Come può la narrazione favorire lo sviluppo delle soft skills?
Aprendo a diversi scenari del possibile e ad altrettanti livelli interpretativi, la narrazione va a stimolare abilità quali la capacità immaginativa, il problem solving, il pensiero critico… le famigerate soft skills oggi tanto ricercate dagli Uffici Risorse Umane.
Ecco dunque che di fronte alla prospettiva reale di un “drago”, l’esperienza del racconto facilita la capacità di orientamento, indicando la possibilità che di fronte al drago si stagli un San Giorgio.

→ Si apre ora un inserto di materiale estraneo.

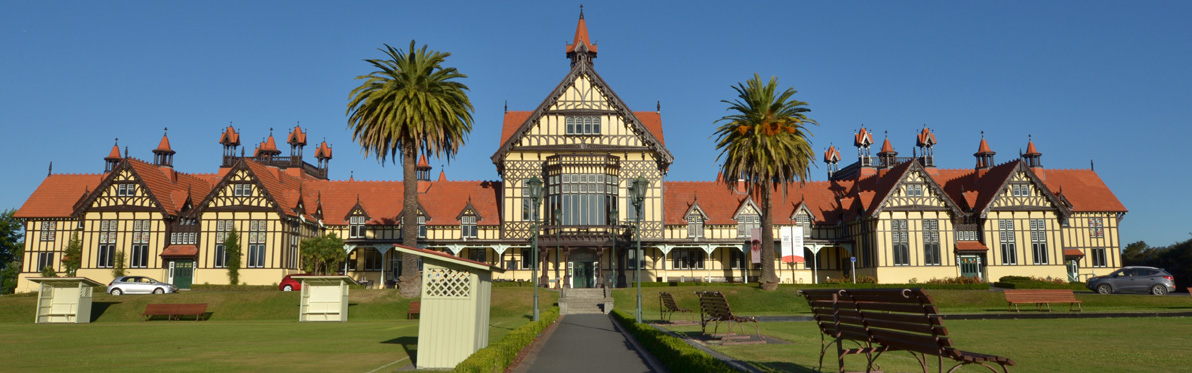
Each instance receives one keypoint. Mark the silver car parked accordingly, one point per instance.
(138, 285)
(1134, 279)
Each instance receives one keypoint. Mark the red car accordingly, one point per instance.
(290, 284)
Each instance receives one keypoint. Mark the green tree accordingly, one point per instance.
(764, 143)
(12, 248)
(118, 269)
(322, 254)
(72, 258)
(411, 104)
(231, 248)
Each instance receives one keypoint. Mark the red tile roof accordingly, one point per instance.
(57, 194)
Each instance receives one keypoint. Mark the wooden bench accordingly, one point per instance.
(415, 309)
(175, 311)
(668, 306)
(714, 309)
(881, 321)
(1041, 297)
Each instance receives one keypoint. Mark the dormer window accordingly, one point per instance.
(694, 225)
(583, 125)
(746, 223)
(242, 190)
(467, 228)
(357, 227)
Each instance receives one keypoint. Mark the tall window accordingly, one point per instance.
(1038, 241)
(256, 235)
(583, 124)
(141, 244)
(467, 227)
(901, 247)
(528, 212)
(1096, 228)
(44, 260)
(694, 225)
(1099, 258)
(583, 199)
(746, 223)
(357, 227)
(1009, 243)
(804, 219)
(48, 230)
(931, 242)
(688, 259)
(478, 254)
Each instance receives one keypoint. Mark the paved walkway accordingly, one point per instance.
(584, 343)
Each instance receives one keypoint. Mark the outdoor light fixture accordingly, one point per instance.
(638, 192)
(535, 199)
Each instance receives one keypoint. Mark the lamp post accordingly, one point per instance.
(638, 192)
(535, 199)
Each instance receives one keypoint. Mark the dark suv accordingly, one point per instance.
(1134, 279)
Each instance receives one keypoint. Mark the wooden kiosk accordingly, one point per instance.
(455, 300)
(63, 299)
(324, 298)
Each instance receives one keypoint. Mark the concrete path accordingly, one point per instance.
(585, 343)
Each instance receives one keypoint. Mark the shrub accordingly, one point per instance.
(670, 350)
(497, 356)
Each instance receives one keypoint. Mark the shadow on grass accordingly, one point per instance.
(410, 344)
(99, 308)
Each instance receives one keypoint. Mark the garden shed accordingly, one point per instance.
(324, 298)
(457, 297)
(63, 299)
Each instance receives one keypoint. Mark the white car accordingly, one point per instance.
(138, 285)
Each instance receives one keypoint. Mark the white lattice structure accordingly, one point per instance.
(455, 302)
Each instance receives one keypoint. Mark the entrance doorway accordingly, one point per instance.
(583, 274)
(970, 266)
(181, 273)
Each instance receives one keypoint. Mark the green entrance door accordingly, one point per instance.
(970, 266)
(184, 273)
(582, 274)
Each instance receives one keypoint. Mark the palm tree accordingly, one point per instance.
(764, 144)
(411, 104)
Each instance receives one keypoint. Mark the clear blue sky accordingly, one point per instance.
(1090, 80)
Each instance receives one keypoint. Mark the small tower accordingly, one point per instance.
(832, 157)
(581, 50)
(862, 140)
(983, 155)
(926, 141)
(230, 141)
(297, 141)
(423, 169)
(887, 156)
(323, 155)
(163, 156)
(113, 157)
(1032, 155)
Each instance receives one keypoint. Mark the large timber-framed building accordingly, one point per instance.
(900, 218)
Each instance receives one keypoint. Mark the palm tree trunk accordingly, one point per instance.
(769, 280)
(410, 280)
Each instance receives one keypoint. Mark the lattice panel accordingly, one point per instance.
(446, 283)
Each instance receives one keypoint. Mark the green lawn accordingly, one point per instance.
(1098, 344)
(252, 330)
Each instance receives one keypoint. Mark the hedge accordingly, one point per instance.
(497, 356)
(670, 350)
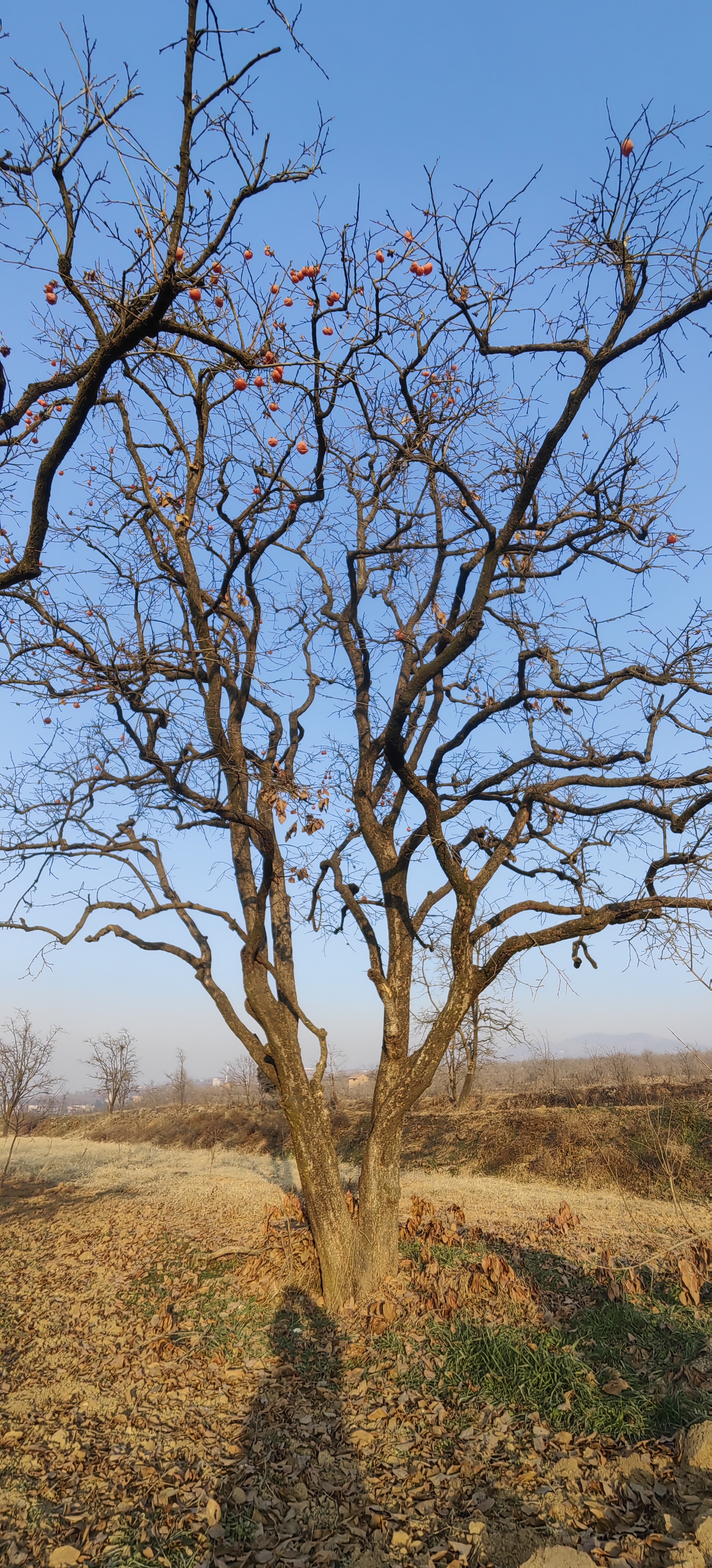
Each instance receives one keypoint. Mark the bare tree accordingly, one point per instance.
(114, 1065)
(242, 1078)
(162, 256)
(543, 1062)
(26, 1080)
(487, 1031)
(618, 1070)
(400, 510)
(180, 1080)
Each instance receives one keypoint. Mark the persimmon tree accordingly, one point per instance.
(377, 622)
(76, 170)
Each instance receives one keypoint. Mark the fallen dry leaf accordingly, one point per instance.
(615, 1385)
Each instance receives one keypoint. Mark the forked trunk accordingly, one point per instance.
(379, 1210)
(355, 1255)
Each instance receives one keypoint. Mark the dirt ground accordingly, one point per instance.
(167, 1401)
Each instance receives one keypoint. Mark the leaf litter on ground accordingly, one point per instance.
(183, 1398)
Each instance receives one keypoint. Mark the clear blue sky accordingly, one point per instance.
(488, 93)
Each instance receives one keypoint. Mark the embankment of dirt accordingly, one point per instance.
(650, 1150)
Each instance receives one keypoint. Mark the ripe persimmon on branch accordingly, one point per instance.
(379, 622)
(73, 167)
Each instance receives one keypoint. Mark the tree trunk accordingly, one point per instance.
(325, 1202)
(379, 1208)
(471, 1056)
(468, 1086)
(355, 1255)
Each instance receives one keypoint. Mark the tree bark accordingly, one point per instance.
(379, 1207)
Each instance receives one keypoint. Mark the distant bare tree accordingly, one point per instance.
(114, 1065)
(689, 1062)
(24, 1076)
(618, 1069)
(180, 1080)
(242, 1080)
(543, 1062)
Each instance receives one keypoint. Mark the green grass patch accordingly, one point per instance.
(560, 1376)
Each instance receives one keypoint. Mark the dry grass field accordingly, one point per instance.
(175, 1393)
(634, 1147)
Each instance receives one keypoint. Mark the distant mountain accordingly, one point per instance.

Ecco in che modo la narrazione può servire gli obiettivi di una formazione al passo coi tempi: risvegliando nel modo più naturale – l’uomo è da sempre portato ad ascoltare e raccontare storie – quelle capacità interne di analisi e gestione della realtà esterna che sono riutilizzabili in qualunque contesto. È così che la narrazione diventa pensiero narrativo.
Abituarsi a definire la propria consapevolezza è determinante per sapere che ruolo si assume in un determinato ambito lavorativo (e non solo): una lezione che vale sia per lo stagista al primo giorno in ufficio, sia per il freelance che lavora tra le mura di casa propria, sia per il manager alle prese con una presentazione determinante per le sorti della sua azienda.
A prescindere da quale sia, conoscere il proprio ruolo impone un’autonarrazione: ciascuno di noi ha bisogno di sapere che tipo di San Giorgio è e contro quale drago sta combattendo, per potersi comportare di conseguenza.
Anche le imprese stanno comprendendo l’importanza dell’autonarrazione da parte del proprio capitale umano. Favorire l’individuazione del proprio “punto nave” all’interno dell’organizzazione complessa, determina una velocizzazione degli obiettivi e una maggiore soddisfazione della risorsa nel contesto nel quale è inserita.
Far vedere sempre e comunque l’obiettivo “alto” diventa perciò essenziale e riaggancia l’impresa a concetti a noi sempre molto cari quali il purpose, ovvero il ruolo nel contesto sociale, a quali bisogni immateriali l’azienda offre risposte.
Ci stiamo sempre più spostando da un’economia dei prodotti e servizi a un’attribuzione di senso che – scusate se è poco – è nelle mani di un buon storytelling d’impresa.